Abstract

Determination of the effect of protocol modifications on diagnostic performance in CT with human observers is extremely time-consuming, limiting the applicability of such methods in routine clinical practice. In this work, we sought to determine whether a channelized Hotelling observer (CHO) could predict human observer performance for the task of liver lesion localization as background, reconstruction algorithm, dose, and lesion size were varied.Liver lesions (5 mm, 7 mm, and 9 mm) were digitally inserted into the CT projection data of patients with normal livers and water phantoms. The projection data were reconstructed with filtered back projection (FBP) and iterative reconstruction (IR) algorithms for three dose levels: full dose (liver CTDIvol = 10.5 ± 8.5 mGy, water phantom CTDIvol = 9.6 ± 0.1 mGy) and simulated half and quarter doses. For each of 36 datasets (3 dose levels × 2 reconstruction algorithms × 2 backgrounds × 3 sizes), 66 signal-present and 34 signal-absent 2D images were extracted from the reconstructed volumes. Three medical physicists independently reviewed each dataset and noted the lesion location and a confidence score for each image. A CHO with Gabor channels was calculated to estimate the performance for each of the 36 localization tasks.

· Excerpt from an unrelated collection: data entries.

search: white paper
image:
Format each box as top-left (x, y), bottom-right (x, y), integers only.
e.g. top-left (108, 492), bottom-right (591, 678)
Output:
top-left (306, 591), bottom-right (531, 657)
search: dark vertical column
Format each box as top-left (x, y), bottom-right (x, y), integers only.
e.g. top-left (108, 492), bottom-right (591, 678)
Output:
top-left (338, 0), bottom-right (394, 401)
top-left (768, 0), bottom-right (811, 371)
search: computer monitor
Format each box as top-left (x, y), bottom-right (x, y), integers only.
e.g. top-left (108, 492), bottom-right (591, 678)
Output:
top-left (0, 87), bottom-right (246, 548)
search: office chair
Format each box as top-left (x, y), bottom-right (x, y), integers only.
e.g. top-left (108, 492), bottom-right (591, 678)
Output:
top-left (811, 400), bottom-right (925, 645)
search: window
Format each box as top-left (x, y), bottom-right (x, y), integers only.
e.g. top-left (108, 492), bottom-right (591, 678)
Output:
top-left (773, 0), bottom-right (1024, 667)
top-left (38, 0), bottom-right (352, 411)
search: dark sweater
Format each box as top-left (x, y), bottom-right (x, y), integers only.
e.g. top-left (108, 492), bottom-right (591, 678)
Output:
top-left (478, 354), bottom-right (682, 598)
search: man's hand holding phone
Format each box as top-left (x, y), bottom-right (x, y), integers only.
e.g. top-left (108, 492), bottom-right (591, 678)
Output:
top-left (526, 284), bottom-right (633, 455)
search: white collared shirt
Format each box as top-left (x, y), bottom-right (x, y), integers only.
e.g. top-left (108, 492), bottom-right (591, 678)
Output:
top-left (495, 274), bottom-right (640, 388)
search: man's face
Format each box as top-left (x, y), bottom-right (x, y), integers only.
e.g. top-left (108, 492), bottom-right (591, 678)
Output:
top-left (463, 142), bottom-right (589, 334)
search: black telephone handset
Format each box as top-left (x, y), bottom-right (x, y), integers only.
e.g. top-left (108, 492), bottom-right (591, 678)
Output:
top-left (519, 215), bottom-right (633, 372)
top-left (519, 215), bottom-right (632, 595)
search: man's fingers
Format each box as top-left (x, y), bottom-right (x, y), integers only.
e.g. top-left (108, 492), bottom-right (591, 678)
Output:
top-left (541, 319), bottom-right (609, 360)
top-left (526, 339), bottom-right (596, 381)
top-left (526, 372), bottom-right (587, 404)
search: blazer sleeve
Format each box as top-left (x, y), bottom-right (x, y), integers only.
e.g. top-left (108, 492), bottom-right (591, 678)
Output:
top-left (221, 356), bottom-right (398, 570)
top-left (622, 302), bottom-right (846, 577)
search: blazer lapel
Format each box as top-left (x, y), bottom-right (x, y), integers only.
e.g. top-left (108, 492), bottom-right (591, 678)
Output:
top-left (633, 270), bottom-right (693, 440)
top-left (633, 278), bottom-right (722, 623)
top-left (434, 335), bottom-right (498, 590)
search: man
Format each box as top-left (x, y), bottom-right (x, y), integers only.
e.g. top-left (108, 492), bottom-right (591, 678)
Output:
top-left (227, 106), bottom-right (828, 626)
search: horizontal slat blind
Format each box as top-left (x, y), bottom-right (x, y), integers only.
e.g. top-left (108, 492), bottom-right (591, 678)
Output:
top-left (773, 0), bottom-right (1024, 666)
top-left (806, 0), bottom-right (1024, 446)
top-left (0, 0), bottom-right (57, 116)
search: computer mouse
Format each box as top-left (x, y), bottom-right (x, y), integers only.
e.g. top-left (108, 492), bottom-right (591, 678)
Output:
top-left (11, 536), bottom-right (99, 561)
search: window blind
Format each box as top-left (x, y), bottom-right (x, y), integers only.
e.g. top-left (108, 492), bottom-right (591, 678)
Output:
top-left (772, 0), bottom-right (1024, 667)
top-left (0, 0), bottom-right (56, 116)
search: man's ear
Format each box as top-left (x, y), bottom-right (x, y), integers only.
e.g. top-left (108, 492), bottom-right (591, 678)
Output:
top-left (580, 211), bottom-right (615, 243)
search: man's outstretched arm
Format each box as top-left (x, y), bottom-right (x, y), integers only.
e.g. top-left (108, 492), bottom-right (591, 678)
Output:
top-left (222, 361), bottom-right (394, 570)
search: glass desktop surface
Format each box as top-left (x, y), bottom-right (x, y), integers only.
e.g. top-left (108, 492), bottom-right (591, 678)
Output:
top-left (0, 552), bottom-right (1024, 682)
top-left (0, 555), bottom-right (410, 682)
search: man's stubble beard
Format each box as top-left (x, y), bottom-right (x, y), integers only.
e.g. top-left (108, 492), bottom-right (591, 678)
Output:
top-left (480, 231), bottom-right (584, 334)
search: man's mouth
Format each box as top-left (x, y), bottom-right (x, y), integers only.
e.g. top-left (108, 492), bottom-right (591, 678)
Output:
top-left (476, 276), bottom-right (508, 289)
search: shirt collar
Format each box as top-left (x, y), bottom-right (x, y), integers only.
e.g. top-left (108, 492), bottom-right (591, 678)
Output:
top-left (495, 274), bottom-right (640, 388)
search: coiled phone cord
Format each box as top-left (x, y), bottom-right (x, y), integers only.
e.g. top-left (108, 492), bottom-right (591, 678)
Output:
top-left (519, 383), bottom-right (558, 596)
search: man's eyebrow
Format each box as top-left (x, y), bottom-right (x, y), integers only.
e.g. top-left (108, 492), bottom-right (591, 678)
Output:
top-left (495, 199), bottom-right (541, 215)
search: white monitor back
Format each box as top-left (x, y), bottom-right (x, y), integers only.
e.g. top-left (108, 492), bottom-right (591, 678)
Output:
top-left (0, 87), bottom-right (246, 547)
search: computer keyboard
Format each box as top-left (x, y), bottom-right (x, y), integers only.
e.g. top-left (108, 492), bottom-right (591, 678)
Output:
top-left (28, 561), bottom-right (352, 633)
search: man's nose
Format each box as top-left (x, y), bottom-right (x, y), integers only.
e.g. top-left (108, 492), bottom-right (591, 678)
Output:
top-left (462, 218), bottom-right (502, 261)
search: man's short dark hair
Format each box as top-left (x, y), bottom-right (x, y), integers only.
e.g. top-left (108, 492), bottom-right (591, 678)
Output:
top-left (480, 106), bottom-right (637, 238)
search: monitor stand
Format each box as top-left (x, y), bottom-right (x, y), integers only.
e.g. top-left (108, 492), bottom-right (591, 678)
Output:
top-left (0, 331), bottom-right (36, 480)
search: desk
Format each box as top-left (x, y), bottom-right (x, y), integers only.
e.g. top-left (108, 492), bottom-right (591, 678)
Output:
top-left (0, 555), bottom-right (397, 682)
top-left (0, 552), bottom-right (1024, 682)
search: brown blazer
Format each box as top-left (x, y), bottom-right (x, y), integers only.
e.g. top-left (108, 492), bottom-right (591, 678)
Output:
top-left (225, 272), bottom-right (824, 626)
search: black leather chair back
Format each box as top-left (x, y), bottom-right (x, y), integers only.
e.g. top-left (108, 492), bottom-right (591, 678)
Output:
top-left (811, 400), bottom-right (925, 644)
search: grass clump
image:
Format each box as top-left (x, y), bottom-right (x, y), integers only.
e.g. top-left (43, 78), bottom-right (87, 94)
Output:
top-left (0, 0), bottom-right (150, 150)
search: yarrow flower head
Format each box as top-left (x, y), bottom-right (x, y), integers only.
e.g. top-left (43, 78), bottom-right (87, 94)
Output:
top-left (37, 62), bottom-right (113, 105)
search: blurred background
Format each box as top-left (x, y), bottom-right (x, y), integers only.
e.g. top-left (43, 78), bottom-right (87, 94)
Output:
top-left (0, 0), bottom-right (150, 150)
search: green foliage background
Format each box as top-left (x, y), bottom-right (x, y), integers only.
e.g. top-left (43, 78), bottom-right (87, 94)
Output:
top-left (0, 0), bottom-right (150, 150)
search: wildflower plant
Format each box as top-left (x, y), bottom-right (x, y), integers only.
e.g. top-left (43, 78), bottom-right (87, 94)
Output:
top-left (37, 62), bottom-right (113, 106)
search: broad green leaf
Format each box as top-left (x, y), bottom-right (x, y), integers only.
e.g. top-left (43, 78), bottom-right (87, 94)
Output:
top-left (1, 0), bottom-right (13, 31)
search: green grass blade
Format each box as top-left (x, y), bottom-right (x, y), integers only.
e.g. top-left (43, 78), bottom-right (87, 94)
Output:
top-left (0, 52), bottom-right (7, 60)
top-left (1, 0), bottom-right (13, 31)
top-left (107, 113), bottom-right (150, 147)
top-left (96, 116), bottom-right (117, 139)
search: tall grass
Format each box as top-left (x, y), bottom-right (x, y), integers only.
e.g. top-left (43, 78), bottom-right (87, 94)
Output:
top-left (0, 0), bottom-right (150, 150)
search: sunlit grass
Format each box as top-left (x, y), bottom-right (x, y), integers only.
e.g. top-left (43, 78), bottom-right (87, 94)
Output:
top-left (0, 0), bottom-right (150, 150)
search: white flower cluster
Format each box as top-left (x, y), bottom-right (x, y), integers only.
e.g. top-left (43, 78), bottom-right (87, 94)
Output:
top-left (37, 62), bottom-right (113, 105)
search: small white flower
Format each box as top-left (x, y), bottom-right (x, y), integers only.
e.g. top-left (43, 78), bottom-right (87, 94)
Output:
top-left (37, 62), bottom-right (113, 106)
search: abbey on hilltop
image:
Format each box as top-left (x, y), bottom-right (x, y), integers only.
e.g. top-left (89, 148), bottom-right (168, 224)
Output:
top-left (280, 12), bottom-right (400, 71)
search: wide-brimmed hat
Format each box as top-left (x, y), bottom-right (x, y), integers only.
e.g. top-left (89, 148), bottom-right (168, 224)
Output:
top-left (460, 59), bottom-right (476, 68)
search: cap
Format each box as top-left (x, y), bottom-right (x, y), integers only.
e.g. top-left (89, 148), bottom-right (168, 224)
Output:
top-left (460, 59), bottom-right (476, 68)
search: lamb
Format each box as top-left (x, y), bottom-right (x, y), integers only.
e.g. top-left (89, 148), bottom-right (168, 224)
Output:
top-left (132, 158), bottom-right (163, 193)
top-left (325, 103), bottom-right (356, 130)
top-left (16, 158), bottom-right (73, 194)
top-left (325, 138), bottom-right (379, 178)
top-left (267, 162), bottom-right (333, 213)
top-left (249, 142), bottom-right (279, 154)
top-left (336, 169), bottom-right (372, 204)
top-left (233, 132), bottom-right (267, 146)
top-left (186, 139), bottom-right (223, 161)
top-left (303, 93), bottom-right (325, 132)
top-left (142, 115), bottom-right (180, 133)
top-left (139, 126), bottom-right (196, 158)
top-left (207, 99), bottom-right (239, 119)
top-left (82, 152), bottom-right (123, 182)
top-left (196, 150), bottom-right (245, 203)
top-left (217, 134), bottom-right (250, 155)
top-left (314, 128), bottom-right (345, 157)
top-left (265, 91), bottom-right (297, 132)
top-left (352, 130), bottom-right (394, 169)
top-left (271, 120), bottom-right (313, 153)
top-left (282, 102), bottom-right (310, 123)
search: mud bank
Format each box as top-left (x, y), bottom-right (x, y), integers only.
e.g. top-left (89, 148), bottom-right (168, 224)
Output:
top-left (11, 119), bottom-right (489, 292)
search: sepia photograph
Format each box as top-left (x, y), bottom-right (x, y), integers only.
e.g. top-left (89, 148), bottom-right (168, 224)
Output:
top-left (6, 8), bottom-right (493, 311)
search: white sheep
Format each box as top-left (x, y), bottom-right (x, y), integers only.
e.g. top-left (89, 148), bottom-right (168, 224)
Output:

The CHO performances, quantified using localization receiver operating characteristic (LROC) analysis, were compared to the human observer performances.Performance values between human and model observers were highly correlated for equivalent parameters (same lesion size, dose, background, and reconstruction), with a Spearman’s correlation coefficient of 0.93 (95% CI: 0.82–0.98). CHO performance values for the uniform background were strongly correlated (ρ = 0.94, CI: 0.80–1.0) with the human observer performance values for the liver background.Performance values between human observers and CHO were highly correlated as dose, reconstruction type and object size were varied for the task of localization of patient liver lesions in both uniform and liver backgrounds.